The Five Love Languages
The Five Love Languages
The Five Love Languages
Quality Time
Quality time is more than mere proximity. It’s about focusing all your energy on
your mate. A husband watching sports while talking to his wife is NOT quality
time. Unless all of your attention is focused on your mate, even an intimate
dinner for two can come and go without a minute of quality time being shared.
Quality activities are a very important part of quality time. Many mates feel most
loved when they spend physical time together, doing activities that they love to
do. Spending time together will bring a couple closer, and, in the years to come,
will fill up a memory bank that you can reminisce about in the future.
Whether it’s sitting on the couch and having a brief conversation or playing
together in a tennis league, quality time is a love language that is shared by many.
Setting aside focused time with your mate will ensure a happy marriage.
Words of Affirmation
Mark Twain once said “I can live for two months on a good compliment.” Verbal
appreciation speaks powerfully to persons whose primary Love Language is
“Words of Affirmation.” Simple statements, such as, “You look great in that suit,”
or “You must be the best baker in the world! I love your oatmeal cookies,” are
sometimes all a person needs to hear to feel loved.
Receiving Gifts
Some mates respond well to visual symbols of love. If you speak this love
language, you are more likely to treasure any gift as an expression of love and
devotion. People who speak this love language often feel that a lack of gifts
represents a lack of love from their mate. Luckily, this love language is one of the
easiest to learn.
If you want to become an effective gift giver, many mates will have to learn to
change their attitude about money. If you are naturally a spender, you will have
no trouble buying gifts for your mate. However, a person who is used to investing
and saving their money may have a tough time adjusting to the concept of
spending money as an expression of love. These people must understand that you
are investing the money not in gifts, but in deepening your relationship with your
mate.
The gift of self is an important symbol of love. Sometimes all your mate desires is
for someone to be there for them, going through the same trials and experiencing
the same things. Your body can become a very powerful physical symbol of love.

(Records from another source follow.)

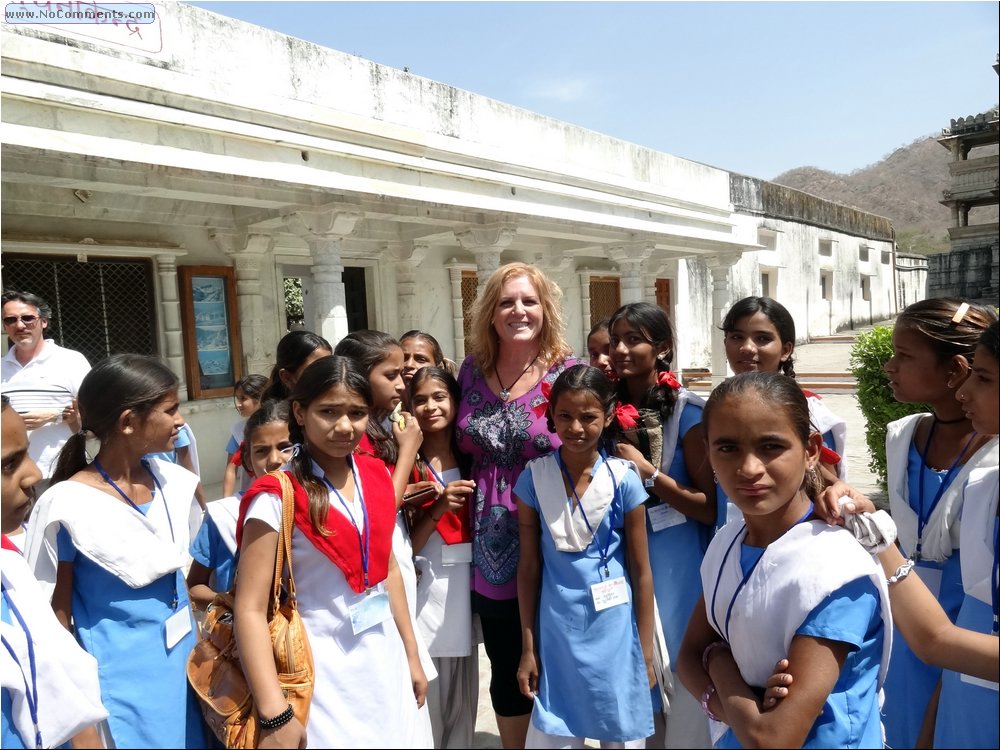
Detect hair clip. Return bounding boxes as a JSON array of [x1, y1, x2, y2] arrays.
[[615, 401, 639, 430], [951, 302, 969, 325], [531, 380, 552, 419], [656, 370, 681, 391]]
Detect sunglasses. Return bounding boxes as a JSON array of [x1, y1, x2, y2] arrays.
[[3, 315, 38, 328]]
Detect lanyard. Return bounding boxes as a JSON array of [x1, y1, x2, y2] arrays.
[[556, 449, 618, 578], [2, 586, 44, 748], [321, 458, 371, 590], [711, 501, 813, 643], [912, 417, 976, 562], [990, 515, 1000, 635], [424, 461, 447, 487], [94, 458, 180, 609]]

These gifts need not to come every day, or even every week. They don’t even need
to cost a lot of money. Free, frequent, expensive, or rare, if your mate relates to
the language of receiving gifts, any visible sign of your love will leave them feeling
happy and secure in your relationship.
Acts of Service
Sometimes simple chores around the house can be an undeniable expression of
love. Even simple things like laundry and taking out the trash require some form
of planning, time, effort, and energy. Just as Jesus demonstrated when he
washed the feet of his disciples, doing humble chores can be a very powerful
expression of love and devotion to your mate.

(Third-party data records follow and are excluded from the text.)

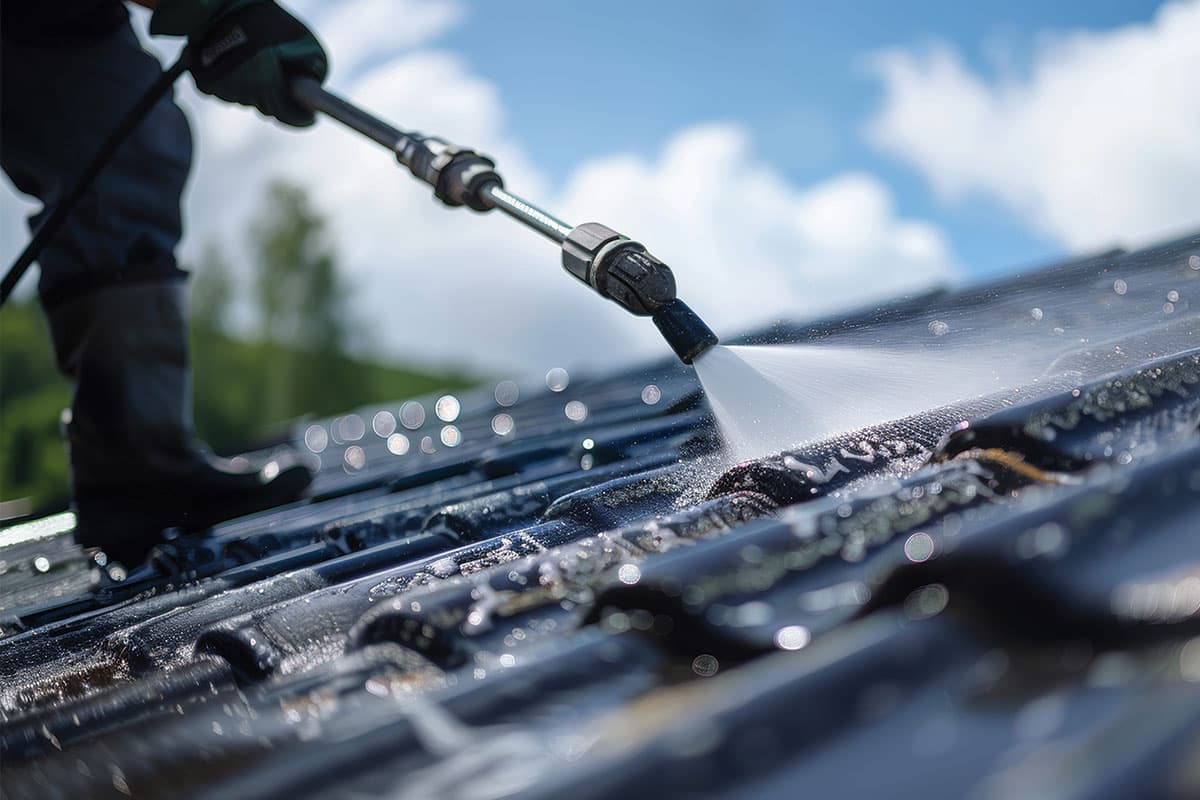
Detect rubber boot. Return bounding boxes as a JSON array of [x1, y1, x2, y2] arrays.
[[48, 281, 312, 575]]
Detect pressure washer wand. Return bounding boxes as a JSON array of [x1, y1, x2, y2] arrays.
[[292, 78, 718, 363]]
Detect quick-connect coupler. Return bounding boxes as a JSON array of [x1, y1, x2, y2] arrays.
[[396, 137, 504, 211]]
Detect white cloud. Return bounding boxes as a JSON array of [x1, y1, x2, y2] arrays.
[[869, 2, 1200, 249], [5, 0, 953, 371]]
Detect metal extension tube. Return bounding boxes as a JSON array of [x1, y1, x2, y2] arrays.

Very often, both pairs in a couple will speak to the Acts of Service Language.
However, it is very important to understand what acts of service your mate most
appreciates. Even though couples are helping each other around the house,
couples will still fight because the are unknowingly communicating with each
other in two different dialects. For example, a wife may spend her day washing
the cars and walking the dog, but if her husband feels that laundry and dishes are
a superior necessity, he may feel unloved, despite the fact that his wife did many
other chores throughout the day. It is important to learn your mate’s dialect and
work hard to understand what acts of service will show your love.
It is important to do these acts of service out of love and not obligation. A mate
who does chores and helps out around the house out of guilt or fear will
inevitably not be speaking a language of love, but a language of resentment. It’s
important to perform these acts out of the kindness of your heart.
Demonstrating the acts of service can mean stepping out of the stereotypes. Acts
of service require both mates to humble themselves into doing some chores and
services that aren’t usually expected from their gender. However, these little
sacrifices will mean the world to your mate, and will ensure a happy relationship.
Physical Touch
Many mates feel the most loved when they receive physical contact from their
partner. For a mate who speaks this love language loudly, physical touch can
make or break the relationship.
Sexual intercourse makes many mates feel secure and loved in a marriage.
However, it is only one dialect of physical touch. Many parts of the body are
extremely sensitive to stimulation. It is important to discover how your partner
not only physically responds but also psychologically responds to these touches.
It is important to learn how your mate speaks the physical touch language. Some
touches are irritating and uncomfortable for your mate. Take the time to learn the
touches your mate likes. They can be big acts, such as back massages or
lovemaking, or little acts such as touches on the cheek or a hand on the shoulder.
It’s important to learn how your mate responds to touch. That is how you will
make the most of this love language.
All marriages will experience crisis. In these cases, physical touch is very
important. In a crisis situation, a hug can communicate an immense amount of
love for that person. A person whose primary love language is physical touch
would much rather have you hold them and be silent than offer any advice.